Dans cette lignée, la ministre du commerce et du tourisme, Sylvia Pinel, propose, dans le projet de loi sur la consommation, le label "Fait maison". Son objectif est de "mieux informer les consommateurs et promouvoir la qualité dans la restauration". Les restaurateurs devront alors préciser sur leur carte ou tout autre support qu'un plat proposé est fait maison. Une utilisation frauduleuse de cette mention pourra s'assimiler à une pratique commerciale trompeuse et être passible de sanctions pénales.
Se mêlent alors des arguments sur la qualité des produits proposés par les restaurateurs, la défense de la gastronomie française et la traçabilité que l'absence de réglementation ne permet pas d'assurer. "Il faut en finir avec l'assiette mystère !", plaide Thomas Thévenoud. "Il s'agit de défendre les restaurateurs qui ne sont pas des réchauffeurs ni des assembleurs." Pour lui, "la transparence dans les assiettes" est aussi un enjeu important en termes d'emplois, car "la masse salariale est directement corrélée au taux de 'fait-maison'", le fait-maison nécessitant davantage de main d'œuvre en cuisine.
- Pourquoi le rendre obligatoire ?
Le gouvernement prévoyait que cette disposition soit facultative. Mme Pinel avait l'intention de déposer un amendement gouvernemental pour permettre d'identifier sans obligation une appellation "fait maison". Mais sous la pression de certains députés UMP et PS, la ministre du commerce et du tourisme a accepté de le rendre obligatoire.
Pour justifier ce choix, le président de la commission des affaires économiques, François Brottes (PS), explique que si le label n'est pas rendu obligatoire, "chacun [ferait] comme il veut". Pour Thomas Thévenoud, sans obligation, "personne ne va le faire : ceux qui décideront d'étiqueter le label seront davantage exposés aux contrôles, d'où un effet dissuasif".
- Quelles critiques contre ce label ?
Outre le surcoût que l'augmentation de la masse salariale en cuisine impliquerait, la notion même du "fait-maison" est décriée par certains. Elle ne permettrait pas de définir clairement ce qui est réellement fait maison, certains plats pouvant combiner des ingrédients bruts transformés en cuisine, des ingrédients bruts congelés et des ingrédients transformés congelés. "Vous serez incapables d'apposer votre label car tous les restaurants font à la fois du fait-maison et des produits transformés, a ainsi argumenté Philippe Adnot (non inscrit), sénateur de l'Aube. Les andouillettes de Troyes, elles sont faites chez moi. Le travail de ces ouvriers vaut largement ce que ferait maison un restaurateur quelconque."
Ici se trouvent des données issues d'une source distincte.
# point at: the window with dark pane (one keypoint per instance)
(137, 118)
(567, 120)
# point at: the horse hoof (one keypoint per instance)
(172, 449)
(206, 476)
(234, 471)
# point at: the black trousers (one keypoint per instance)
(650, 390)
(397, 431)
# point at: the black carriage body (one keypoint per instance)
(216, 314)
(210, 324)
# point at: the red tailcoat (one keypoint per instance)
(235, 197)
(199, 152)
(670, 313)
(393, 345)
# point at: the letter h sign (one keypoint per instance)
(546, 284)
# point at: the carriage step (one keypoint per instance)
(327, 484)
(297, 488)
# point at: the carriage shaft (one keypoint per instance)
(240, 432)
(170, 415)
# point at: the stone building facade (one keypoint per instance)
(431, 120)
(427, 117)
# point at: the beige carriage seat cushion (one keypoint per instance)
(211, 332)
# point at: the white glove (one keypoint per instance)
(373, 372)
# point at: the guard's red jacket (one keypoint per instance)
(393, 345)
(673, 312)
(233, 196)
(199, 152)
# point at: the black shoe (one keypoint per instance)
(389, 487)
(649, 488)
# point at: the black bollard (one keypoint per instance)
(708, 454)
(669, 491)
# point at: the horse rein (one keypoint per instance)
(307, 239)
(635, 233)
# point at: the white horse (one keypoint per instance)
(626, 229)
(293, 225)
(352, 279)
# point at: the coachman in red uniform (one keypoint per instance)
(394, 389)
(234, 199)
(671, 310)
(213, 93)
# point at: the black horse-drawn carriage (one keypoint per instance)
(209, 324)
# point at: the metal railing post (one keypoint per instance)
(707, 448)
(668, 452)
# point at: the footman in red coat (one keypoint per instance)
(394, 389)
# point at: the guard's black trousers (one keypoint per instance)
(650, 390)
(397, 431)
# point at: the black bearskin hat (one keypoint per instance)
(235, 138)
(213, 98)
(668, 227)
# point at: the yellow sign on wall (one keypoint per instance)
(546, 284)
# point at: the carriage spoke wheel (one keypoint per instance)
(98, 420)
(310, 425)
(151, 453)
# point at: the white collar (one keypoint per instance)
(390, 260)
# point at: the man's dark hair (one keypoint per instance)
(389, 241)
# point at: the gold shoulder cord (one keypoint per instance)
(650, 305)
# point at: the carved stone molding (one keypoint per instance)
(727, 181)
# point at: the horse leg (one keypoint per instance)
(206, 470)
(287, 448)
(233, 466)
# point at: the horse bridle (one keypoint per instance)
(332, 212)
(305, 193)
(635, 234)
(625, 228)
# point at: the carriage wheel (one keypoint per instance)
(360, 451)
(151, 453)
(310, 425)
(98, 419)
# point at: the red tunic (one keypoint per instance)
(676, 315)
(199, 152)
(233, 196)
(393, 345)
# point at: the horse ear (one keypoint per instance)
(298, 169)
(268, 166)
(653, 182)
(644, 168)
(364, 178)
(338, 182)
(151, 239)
"On ne pourra jamais contrôler l'utilisation correcte du label dans les 200 000 restaurants de France", ajoute Mireille Schurch, sénatrice communiste de l'Allier. Le député (UMP) du Pas-de-Calais Daniel Fasquelle explique que ce texte va dans la bonne direction, mais qu'il n'a jamais cru en ce label car "jamais nous n'aurions pu obliger les restaurateurs à l'utiliser et nous n'aurions pas pu les contrôler". Pour lui, "la ministre a manqué de courage". A ce label, il préfère une appellation "restaurant" réservée aux seuls lieux où le repas est cuisiné sur place avec des produits bruts. Il rejoint ainsi le Synhorcat, qui milite pour cette appellation et estime que les mesures annoncées par la ministre n'étaient qu'"un premier pas qui nous laisse un peu sur notre faim", et qui a dénoncé le risque d'une "mesurette".
Pour Thomas Thévenoud, le vote des sénateurs pose la question des relations entre les parlementaires et les lobbies. Selon lui, certains restaurateurs, mais surtout des groupes de distribution et des syndicats de restauration, avaient tout intérêt à ce que cette obligation ne passe pas à l'Assemblée nationale.